Partout, au fin fond de la Mongolie, au milieu de l'Afrique ou quelque part en Amérique du Sud, ils sont une centaine de volontaires d'un genre bien particulier. Des serviteurs de la science atmosphérique, des chasseurs de CO2 (dioxyde de carbone)!
Ainsi, de façon quasi quotidienne, ces hommes et ces femmes remplissent des gros flacons avec de l'air ambiant. Puis, parcourant parfois des centaines de kilomètres, ils apportent leur précieuse collecte au consulat des États-Unis le plus proche. Les récipients, loin d'avoir achevé leur périple, sont alors placés dans la valise diplomatique et expédiés afin d'arriver au plus vite à la Noaa (National Oceanic and Atmospheric Administration), dans l'État du Colorado, où ils sont analysés.
«Chasseur de carbone»
Dans ce temple de la recherche sur la météorologie et le climat, des chercheurs ont, à l'instar de leurs collègues français du LSCE-CEA (Laboratoire des sciences du climat et de l'environnement), entrepris depuis quelques années de mesurer les quantités réelles de CO2 et de méthane (deux puissants gaz à effet de serre) émis dans l'atmosphère. Le programme baptisé Carbon Tracker («chasseur de carbone») vise «à évaluer année après année l'évolution des émissions de CO2 en distinguant les sources anthropiques des sources naturelles», explique Lori Bruhwiler, l'une des scientifiques travaillant sur ce programme aux États-Unis.
Les échantillons qui ont les honneurs de la diplomatie complètent en fait des relevés émanant de stations fixes. «Il en existe environ deux cents réparties dans le monde», précise Philippe Ciais, directeur de recherche au CEA (Commissariat à l'énergie atomique et aux énergies alternatives). Il y en a une quarantaine en Europe et «nous espérons en disposer d'une centaine prochainement dans le cadre du programme européen Icos», poursuit le chercheur.
L'intérêt de tels relevés est évident même si, reconnaît Philippe Ciais, «il faudra encore quelques années avant que l'on puisse différencier précisément le CO2 qui émane de la nature et celui qui est lié aux seules activités humaines». Les chercheurs vont en effet pouvoir les confronter aux mesures présentées par les gouvernements, qui sont le résultat de calculs mathématiques et virtuels: quantité de pétrole ou de gaz consommés, taille des cheptels, surface des forêts…
Il faut ajouter à ces deux méthodes de mesures une troisième effectuée par les satellites.

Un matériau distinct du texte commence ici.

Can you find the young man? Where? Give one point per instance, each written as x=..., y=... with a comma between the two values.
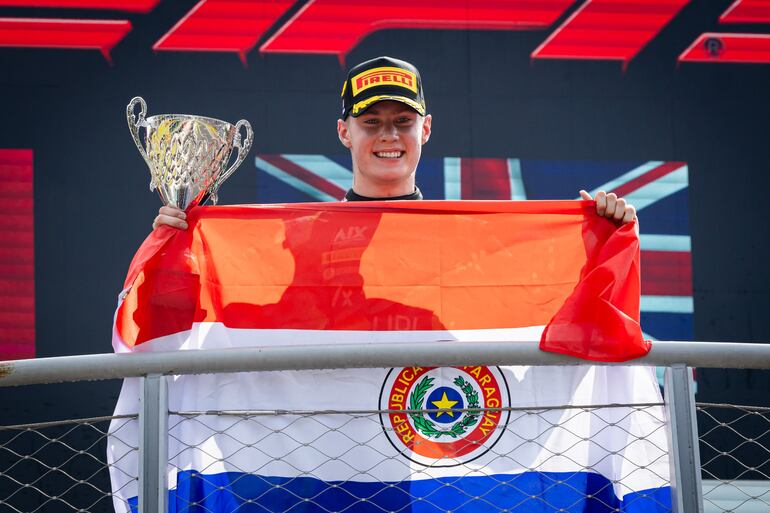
x=384, y=124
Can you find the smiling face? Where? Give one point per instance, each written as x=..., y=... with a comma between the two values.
x=385, y=142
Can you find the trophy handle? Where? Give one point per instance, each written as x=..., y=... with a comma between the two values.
x=134, y=123
x=243, y=146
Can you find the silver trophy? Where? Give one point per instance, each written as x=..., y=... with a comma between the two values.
x=187, y=155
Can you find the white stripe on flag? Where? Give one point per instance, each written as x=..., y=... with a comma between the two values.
x=517, y=184
x=658, y=189
x=626, y=177
x=293, y=181
x=452, y=178
x=667, y=304
x=324, y=167
x=660, y=242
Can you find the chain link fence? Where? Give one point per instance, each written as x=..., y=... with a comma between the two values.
x=59, y=466
x=238, y=452
x=233, y=460
x=735, y=457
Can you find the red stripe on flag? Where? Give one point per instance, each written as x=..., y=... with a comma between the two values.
x=487, y=179
x=649, y=176
x=306, y=176
x=666, y=273
x=431, y=266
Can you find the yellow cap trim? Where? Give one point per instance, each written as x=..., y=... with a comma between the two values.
x=359, y=107
x=386, y=75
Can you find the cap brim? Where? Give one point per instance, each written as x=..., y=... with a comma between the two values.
x=361, y=106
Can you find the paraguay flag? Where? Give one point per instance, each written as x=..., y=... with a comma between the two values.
x=414, y=439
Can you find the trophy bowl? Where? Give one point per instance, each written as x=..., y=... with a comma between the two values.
x=187, y=155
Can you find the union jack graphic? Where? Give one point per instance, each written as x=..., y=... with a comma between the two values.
x=657, y=189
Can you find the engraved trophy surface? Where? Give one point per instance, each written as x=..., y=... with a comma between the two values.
x=187, y=155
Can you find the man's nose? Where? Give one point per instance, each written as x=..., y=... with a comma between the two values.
x=388, y=132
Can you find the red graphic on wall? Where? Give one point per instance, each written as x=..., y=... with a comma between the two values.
x=100, y=35
x=223, y=26
x=597, y=30
x=609, y=30
x=731, y=47
x=142, y=6
x=747, y=11
x=17, y=256
x=336, y=27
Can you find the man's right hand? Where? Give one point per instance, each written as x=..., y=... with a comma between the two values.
x=170, y=216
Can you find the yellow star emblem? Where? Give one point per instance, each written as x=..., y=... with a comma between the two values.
x=444, y=404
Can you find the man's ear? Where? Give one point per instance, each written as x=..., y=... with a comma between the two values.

Le premier a été lancé il y a peu par le Japon. Il commence à produire des résultats. Les Américains devraient également lancer le leur en 2013 et, «en France, deux missions spatiales sont à l'étude», explique encore le chercheur. Pilotées par le Cnes (Centre nationale d'études spatiales), l'une vise la mesure du CO2 tandis que l'autre, menée en collaboration avec l'Allemagne, concerne le CH4 (méthane).
Ces mesures sont très importantes. Elles sont au cœur des grandes négociations internationales sur le climat. Notamment pour les pays industrialisés, qui, dans le cadre du protocole de Kyoto, se sont engagés à réduire leurs émissions de gaz à effet de serre et encourent des pénalités s'ils n'atteignent pas leurs objectifs.